JUNE 1, 2015 by admin
Dan Byers was recently appointed Senior Curator at the Institute of Contemporary Art/Boston. Byers had previously led the department of modern and contemporary art at the Carnegie Museum of Art since 2012, where he was The Richard Armstrong Curator of Modern and Contemporary Art. He spoke at DiverseWorks in September on the topic of the 2013 Carnegie International, which he co-curated along with Daniel Baumann and Tina Kukielski. A 2013 profile of Byers published in the Pittsburgh Post-Gazette can be found here.
JUNE 1, 2015 by admin
Mark Tribe recently closed New Landscapes, an exhibition at Dallas’s Zhulong Gallery. The exhibition brought together photographs from the Plein Air series, the Rare Earth series, video from the Birdsall series, and an LG Landscape.

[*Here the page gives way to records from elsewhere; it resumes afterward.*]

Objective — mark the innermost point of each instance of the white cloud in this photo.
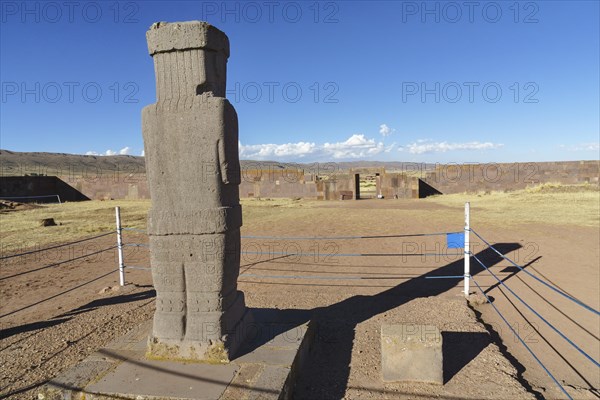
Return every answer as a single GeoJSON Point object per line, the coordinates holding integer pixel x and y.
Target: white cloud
{"type": "Point", "coordinates": [591, 146]}
{"type": "Point", "coordinates": [270, 150]}
{"type": "Point", "coordinates": [356, 146]}
{"type": "Point", "coordinates": [385, 130]}
{"type": "Point", "coordinates": [426, 146]}
{"type": "Point", "coordinates": [124, 151]}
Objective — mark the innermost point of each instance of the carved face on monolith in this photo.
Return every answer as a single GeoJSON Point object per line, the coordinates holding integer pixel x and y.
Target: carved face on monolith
{"type": "Point", "coordinates": [192, 164]}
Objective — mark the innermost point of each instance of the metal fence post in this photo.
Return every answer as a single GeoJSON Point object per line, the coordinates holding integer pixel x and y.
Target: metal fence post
{"type": "Point", "coordinates": [120, 247]}
{"type": "Point", "coordinates": [467, 272]}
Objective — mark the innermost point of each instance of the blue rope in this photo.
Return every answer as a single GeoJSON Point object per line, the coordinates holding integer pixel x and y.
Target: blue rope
{"type": "Point", "coordinates": [134, 230]}
{"type": "Point", "coordinates": [536, 278]}
{"type": "Point", "coordinates": [521, 340]}
{"type": "Point", "coordinates": [279, 253]}
{"type": "Point", "coordinates": [136, 267]}
{"type": "Point", "coordinates": [536, 313]}
{"type": "Point", "coordinates": [344, 237]}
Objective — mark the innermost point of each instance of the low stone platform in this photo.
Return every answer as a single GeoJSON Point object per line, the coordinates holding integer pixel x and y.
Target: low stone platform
{"type": "Point", "coordinates": [265, 368]}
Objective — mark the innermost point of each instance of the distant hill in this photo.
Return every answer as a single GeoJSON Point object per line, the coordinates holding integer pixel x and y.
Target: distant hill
{"type": "Point", "coordinates": [14, 163]}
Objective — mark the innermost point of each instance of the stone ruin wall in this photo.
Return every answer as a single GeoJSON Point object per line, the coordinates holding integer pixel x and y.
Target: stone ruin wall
{"type": "Point", "coordinates": [295, 183]}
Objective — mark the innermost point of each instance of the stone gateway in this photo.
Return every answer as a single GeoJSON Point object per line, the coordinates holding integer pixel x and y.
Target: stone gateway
{"type": "Point", "coordinates": [193, 171]}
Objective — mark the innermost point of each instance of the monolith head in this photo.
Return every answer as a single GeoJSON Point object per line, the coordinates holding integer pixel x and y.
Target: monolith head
{"type": "Point", "coordinates": [199, 52]}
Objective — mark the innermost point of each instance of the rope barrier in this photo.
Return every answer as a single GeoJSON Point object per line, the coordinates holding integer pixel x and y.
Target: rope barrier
{"type": "Point", "coordinates": [135, 267]}
{"type": "Point", "coordinates": [135, 230]}
{"type": "Point", "coordinates": [521, 340]}
{"type": "Point", "coordinates": [345, 237]}
{"type": "Point", "coordinates": [536, 313]}
{"type": "Point", "coordinates": [341, 278]}
{"type": "Point", "coordinates": [58, 263]}
{"type": "Point", "coordinates": [56, 295]}
{"type": "Point", "coordinates": [535, 277]}
{"type": "Point", "coordinates": [56, 247]}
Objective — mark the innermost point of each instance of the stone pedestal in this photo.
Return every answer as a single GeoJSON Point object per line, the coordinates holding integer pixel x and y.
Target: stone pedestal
{"type": "Point", "coordinates": [193, 170]}
{"type": "Point", "coordinates": [411, 353]}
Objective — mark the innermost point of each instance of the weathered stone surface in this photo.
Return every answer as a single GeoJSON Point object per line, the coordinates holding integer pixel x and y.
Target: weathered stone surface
{"type": "Point", "coordinates": [411, 353]}
{"type": "Point", "coordinates": [193, 170]}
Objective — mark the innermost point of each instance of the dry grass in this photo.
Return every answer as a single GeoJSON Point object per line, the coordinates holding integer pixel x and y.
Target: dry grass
{"type": "Point", "coordinates": [545, 204]}
{"type": "Point", "coordinates": [556, 204]}
{"type": "Point", "coordinates": [22, 230]}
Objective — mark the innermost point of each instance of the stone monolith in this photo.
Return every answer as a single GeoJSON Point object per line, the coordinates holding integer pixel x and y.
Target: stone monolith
{"type": "Point", "coordinates": [193, 170]}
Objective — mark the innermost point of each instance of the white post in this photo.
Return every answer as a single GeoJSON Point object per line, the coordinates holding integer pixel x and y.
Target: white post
{"type": "Point", "coordinates": [120, 247]}
{"type": "Point", "coordinates": [467, 273]}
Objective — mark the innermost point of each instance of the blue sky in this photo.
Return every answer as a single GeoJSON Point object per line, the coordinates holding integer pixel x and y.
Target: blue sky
{"type": "Point", "coordinates": [319, 81]}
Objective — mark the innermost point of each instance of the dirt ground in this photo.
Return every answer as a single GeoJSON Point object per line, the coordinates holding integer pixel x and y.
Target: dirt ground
{"type": "Point", "coordinates": [53, 314]}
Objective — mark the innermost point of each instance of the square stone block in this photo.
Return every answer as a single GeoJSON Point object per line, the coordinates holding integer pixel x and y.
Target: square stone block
{"type": "Point", "coordinates": [411, 353]}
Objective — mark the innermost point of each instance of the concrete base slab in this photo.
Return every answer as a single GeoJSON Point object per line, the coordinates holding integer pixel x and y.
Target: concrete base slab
{"type": "Point", "coordinates": [411, 353]}
{"type": "Point", "coordinates": [265, 368]}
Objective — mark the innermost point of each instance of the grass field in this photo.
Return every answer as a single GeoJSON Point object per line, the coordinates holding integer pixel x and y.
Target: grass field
{"type": "Point", "coordinates": [549, 204]}
{"type": "Point", "coordinates": [577, 205]}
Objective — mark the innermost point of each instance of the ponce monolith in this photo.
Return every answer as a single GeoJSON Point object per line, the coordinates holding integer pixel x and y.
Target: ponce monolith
{"type": "Point", "coordinates": [193, 170]}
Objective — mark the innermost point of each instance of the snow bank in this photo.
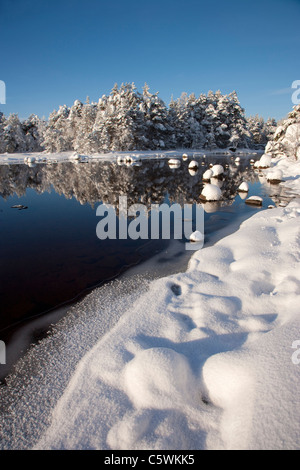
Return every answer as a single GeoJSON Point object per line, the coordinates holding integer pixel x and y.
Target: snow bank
{"type": "Point", "coordinates": [211, 192]}
{"type": "Point", "coordinates": [264, 161]}
{"type": "Point", "coordinates": [243, 187]}
{"type": "Point", "coordinates": [217, 170]}
{"type": "Point", "coordinates": [207, 175]}
{"type": "Point", "coordinates": [203, 360]}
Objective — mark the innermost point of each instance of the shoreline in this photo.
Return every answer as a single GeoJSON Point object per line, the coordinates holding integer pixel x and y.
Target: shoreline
{"type": "Point", "coordinates": [223, 367]}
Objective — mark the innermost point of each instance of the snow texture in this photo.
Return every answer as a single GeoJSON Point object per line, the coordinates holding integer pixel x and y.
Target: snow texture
{"type": "Point", "coordinates": [204, 359]}
{"type": "Point", "coordinates": [211, 192]}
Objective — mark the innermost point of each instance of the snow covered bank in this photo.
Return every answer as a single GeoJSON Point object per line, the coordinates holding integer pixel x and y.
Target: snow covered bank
{"type": "Point", "coordinates": [44, 157]}
{"type": "Point", "coordinates": [203, 360]}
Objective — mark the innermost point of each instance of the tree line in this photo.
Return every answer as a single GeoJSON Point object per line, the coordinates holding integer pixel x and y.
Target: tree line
{"type": "Point", "coordinates": [128, 120]}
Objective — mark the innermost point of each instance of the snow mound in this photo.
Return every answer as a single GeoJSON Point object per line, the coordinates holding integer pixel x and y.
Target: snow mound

In March, 2015, Tribe returned to York, Alabama, for this third visit to the Coleman Center for the Arts. Since 2013 Tribe has been working with the York community through the CCA on the ongoing project Painting York. According to CCA’s website, “In his initial work Tribe investigated the politics of belonging through living room visits with local citizens, political meetings and explorations of local and regional history of political organizing and war reenactments. Tribe’s visit culminated in a public discussion at the CCA about community development, political and economic progress, shared resources and future possibilities for the development of the City of York”
Tribe will return to York in July 2015 for further planning.
JUNE 1, 2015 by admin
Artist Liz Magic Laser recently presented her second solo exhibition at Various Small Fires in Los Angeles, in which she debuted two new video works: The Thought Leader, and My Mind is My Own. For The Thought Leader, Laser adapted a monologue from Dostoevsky’s Notes from the Underground and hired a ten-year-old actor to deliver it in the form of a TED talk. In My Mind is My Own, the 11-year-old daughter of a vocal coach plays the role of a trainer in an instructional video whose talk takes on sinister tones.
Laser has also been included in the inaugural show at the Whitney’s new building, America Is Hard to See. The Whitney’s press release states, “Setting forth a distinctly new narrative, America Is Hard to See presents fresh perspectives on the Whitney’s collection and reflects upon art in the United States with over 600 works by some 400 artists, spanning the period from about 1900 to the present.” Wu Tsang, who presented a performance at DiverseWorks in 2014 is also included in America Is Hard to See.